Bug 37281

Summary: Dropping Disk Geometry of RAID Drives on Reboot
Product: [Retired] Red Hat Linux Reporter: Calvin Webster <cwebster>
Component: util-linuxAssignee: Elliot Lee <sopwith>
Status: CLOSED NOTABUG QA Contact: David Lawrence <dkl>
Severity: high Docs Contact:
Priority: high    
Version: 6.2   
Target Milestone: ---   
Target Release: ---   
Hardware: sparc   
OS: Linux   
Whiteboard:
Fixed In Version: Doc Type: Bug Fix
Doc Text:
Story Points: ---
Clone Of: Environment:
Last Closed: 2001-07-16 13:32:41 UTC Type: ---
Regression: --- Mount Type: ---
Documentation: --- CRM:
Verified Versions: Category: ---
oVirt Team: --- RHEL 7.3 requirements from Atomic Host:
Cloudforms Team: --- Target Upstream Version:
Embargoed:

Description Calvin Webster 2001-04-23 23:49:55 UTC
From Bugzilla Helper:
User-Agent: Mozilla/4.0 (compatible; MSIE 5.5; Windows NT 4.0)


Successfully installed and configured raid level 5 on 6-drive array.
Successfully mounted and performed read-write operations on raid.
No errors during configuration or use of raid.

On reboot, raid failed to initialize. "cat /proc/mdstat" reveals some of 
the drives are not available.
Stopped raid.
Attempt to examine with "fdisk" results in error message: "Device contains 
neither a valid DOS partition table, nor Sun or SGI disklabel
Building a new sun disklabel..."
Rebuilt the partition tables from drive specs (see "Disk Geometry" 
in "Additional Information").
Reconfigured raid and tested as above without errors (See "Contents 
of /etc/raidtab" in "Additional Information").

Next reboot resulted in more corrupted geometry blocks. This happens on 
every reboot, but not necessarily with the same drives each time.

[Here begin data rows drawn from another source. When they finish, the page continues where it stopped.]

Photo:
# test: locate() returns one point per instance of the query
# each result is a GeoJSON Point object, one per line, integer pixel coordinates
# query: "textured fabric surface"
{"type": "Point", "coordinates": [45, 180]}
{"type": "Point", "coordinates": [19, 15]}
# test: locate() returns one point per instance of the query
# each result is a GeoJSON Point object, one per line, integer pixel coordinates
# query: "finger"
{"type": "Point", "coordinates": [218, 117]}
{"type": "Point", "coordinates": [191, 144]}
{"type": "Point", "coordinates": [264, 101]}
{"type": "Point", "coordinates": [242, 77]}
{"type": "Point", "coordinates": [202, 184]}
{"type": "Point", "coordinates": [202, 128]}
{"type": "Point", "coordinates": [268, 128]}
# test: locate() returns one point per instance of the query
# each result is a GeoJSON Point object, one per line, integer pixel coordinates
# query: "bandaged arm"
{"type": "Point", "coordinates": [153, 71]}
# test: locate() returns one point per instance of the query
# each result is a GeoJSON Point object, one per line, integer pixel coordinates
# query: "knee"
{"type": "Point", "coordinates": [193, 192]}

Each 
time the disk geometry is rebuilt and written to disk and the raid is re-
created and tested without errors.

See "Additional Information" for platform data and details.

Reproducible: Always
Steps to Reproduce:
1. Deleted Sun default partitions and created single partition of 
type "Linux raid autodetect" (ID: fd) on each drive using disk geometry 
settings in "Additional Information".
2. Setup Level 5 RAID config by creating "/etc/raidtab" in "Additional 
Information".
3. Create RAID using "mkraid --really-force /dev/md0".
4. Check RAID status using "cat /proc/mdstat".
5. Create filesystem for RAID with striping using "mke2fs -b 4096 -R 
stride=32 /dev/md0".
6. Mount RAID in local filesystem using "mount -t 
ext2 /dev/md0 /usr/local/archive".
7. Wrote data to RAID and retrieved reliably multiple times over extended 
period.
8. Un-mounted and re-mounted RAID device and repeated read/write
operations.
9. Rebooted (maintaining power on system)

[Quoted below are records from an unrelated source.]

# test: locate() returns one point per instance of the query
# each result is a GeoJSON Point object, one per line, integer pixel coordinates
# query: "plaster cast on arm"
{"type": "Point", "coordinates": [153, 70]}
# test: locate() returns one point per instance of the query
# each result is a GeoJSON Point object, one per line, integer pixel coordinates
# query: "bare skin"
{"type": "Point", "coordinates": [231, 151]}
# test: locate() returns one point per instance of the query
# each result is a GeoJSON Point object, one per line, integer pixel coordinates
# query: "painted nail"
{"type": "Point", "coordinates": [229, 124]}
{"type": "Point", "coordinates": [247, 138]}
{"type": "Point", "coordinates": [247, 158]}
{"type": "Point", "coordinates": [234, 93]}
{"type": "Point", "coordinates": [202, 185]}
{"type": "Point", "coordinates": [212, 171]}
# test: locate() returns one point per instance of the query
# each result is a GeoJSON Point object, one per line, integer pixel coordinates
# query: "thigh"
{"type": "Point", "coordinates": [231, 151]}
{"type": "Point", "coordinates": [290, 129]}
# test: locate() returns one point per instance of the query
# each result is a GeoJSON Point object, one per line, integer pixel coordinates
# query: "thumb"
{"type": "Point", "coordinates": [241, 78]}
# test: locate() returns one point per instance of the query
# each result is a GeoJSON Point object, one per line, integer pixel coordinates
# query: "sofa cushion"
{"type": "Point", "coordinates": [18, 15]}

Actual Results:  Raid failed to initialize.
/var/log/messages and /proc/mdstat shows failed drive(s).


Expected Results:  Raid initializes, successfully mounts and retains data.

Vendor (Radiant Resources) says their Sun Tech Support denies it could be 
hardware related.
Vendor does not support Linux OS.

-----------------------------------------------------------
Hardware Platform (purchased from from "Radiant Resources"):
-----------------------------------------------------------

Motherboard: SPARCengine Ultra AXe
Expansion: Dual Channel SE Ultra SCSI, PCI
RAM: 256 MB, DRAM, 168-pin DIM, EDO, ECC
Storage:
Internal: 13 GB IDE
External: SE, Ultra SCSI: 109 GB Array (6-18GB Fujitsu)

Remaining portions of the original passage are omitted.